Majority leader Bill Frist (R-Tenn.) announced this week that the Senate will debate the bill to loosen Bush's rules on Monday and vote on Tuesday. Under the terms of an agreement worked out with Democrats, the bill will need 67 ayes to pass, a count most observers believe will be achieved.
The Senate will also vote on two other bills -- one aimed at preventing abuses in fetal research and one encouraging a search for non-embryonic stem cells that might have the same healing potential as embryonic cells.

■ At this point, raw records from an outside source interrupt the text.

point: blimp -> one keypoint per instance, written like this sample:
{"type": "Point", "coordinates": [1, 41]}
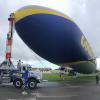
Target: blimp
{"type": "Point", "coordinates": [55, 37]}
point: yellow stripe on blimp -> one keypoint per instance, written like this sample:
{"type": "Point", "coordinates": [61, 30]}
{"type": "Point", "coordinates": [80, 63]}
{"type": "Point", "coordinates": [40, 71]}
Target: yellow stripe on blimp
{"type": "Point", "coordinates": [76, 63]}
{"type": "Point", "coordinates": [27, 12]}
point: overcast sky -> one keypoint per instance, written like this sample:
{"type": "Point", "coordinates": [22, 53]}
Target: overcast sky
{"type": "Point", "coordinates": [86, 13]}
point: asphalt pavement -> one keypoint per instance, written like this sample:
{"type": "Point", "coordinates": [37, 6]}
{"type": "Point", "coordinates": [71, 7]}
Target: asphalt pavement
{"type": "Point", "coordinates": [53, 91]}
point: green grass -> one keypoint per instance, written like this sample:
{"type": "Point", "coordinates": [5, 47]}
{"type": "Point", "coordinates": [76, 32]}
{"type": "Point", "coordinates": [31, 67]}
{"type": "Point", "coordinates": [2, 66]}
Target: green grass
{"type": "Point", "coordinates": [56, 77]}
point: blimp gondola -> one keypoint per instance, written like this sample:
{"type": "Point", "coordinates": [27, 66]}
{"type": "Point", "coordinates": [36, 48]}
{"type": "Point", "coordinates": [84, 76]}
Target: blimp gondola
{"type": "Point", "coordinates": [55, 37]}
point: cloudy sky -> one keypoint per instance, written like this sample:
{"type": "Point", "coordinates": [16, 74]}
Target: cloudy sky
{"type": "Point", "coordinates": [86, 13]}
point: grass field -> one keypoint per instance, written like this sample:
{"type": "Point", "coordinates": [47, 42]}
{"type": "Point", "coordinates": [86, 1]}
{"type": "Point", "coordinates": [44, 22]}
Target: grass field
{"type": "Point", "coordinates": [56, 77]}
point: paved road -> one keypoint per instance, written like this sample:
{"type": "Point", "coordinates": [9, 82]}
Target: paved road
{"type": "Point", "coordinates": [53, 91]}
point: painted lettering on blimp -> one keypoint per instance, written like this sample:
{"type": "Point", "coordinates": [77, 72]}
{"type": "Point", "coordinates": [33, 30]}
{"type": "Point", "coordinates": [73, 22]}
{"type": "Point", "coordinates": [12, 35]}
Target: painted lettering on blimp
{"type": "Point", "coordinates": [86, 46]}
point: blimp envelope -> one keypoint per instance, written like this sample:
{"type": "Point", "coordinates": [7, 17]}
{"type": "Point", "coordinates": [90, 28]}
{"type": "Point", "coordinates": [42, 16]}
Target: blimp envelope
{"type": "Point", "coordinates": [55, 37]}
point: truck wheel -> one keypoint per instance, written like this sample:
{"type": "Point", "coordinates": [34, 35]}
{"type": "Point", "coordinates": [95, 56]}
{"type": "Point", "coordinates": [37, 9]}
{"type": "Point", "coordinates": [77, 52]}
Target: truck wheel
{"type": "Point", "coordinates": [32, 84]}
{"type": "Point", "coordinates": [18, 83]}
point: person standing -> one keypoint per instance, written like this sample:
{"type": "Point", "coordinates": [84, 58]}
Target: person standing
{"type": "Point", "coordinates": [97, 78]}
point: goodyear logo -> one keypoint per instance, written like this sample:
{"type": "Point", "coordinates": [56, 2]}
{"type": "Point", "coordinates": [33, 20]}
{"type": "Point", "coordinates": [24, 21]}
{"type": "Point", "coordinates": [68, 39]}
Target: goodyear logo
{"type": "Point", "coordinates": [86, 46]}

Both bills are expected to pass easily and to be taken up and passed by the House on Wednesday and Thursday, congressional aides said. At that point, President Bush would be free to follow up on his oft-repeated promise to veto the bill that would loosen his rules.
That could come as early as Thursday, the aides said, and would constitute the first veto of Bush's presidency.
The House could follow by Friday with an attempt to override that veto. Current head counts suggest that an override attempt in the House would fail. If so, the bill would be dead without the Senate having to reconsider the issue.
Last week, the two leaders in the effort to loosen Bush's rules -- Reps. Michael N. Castle (R-Del.) and Diana DeGette (D-Colo.) -- sought an audience with Bush as part of a last-ditch effort to persuade him not to veto the measure.
Last Friday, they said they were told he would not have time.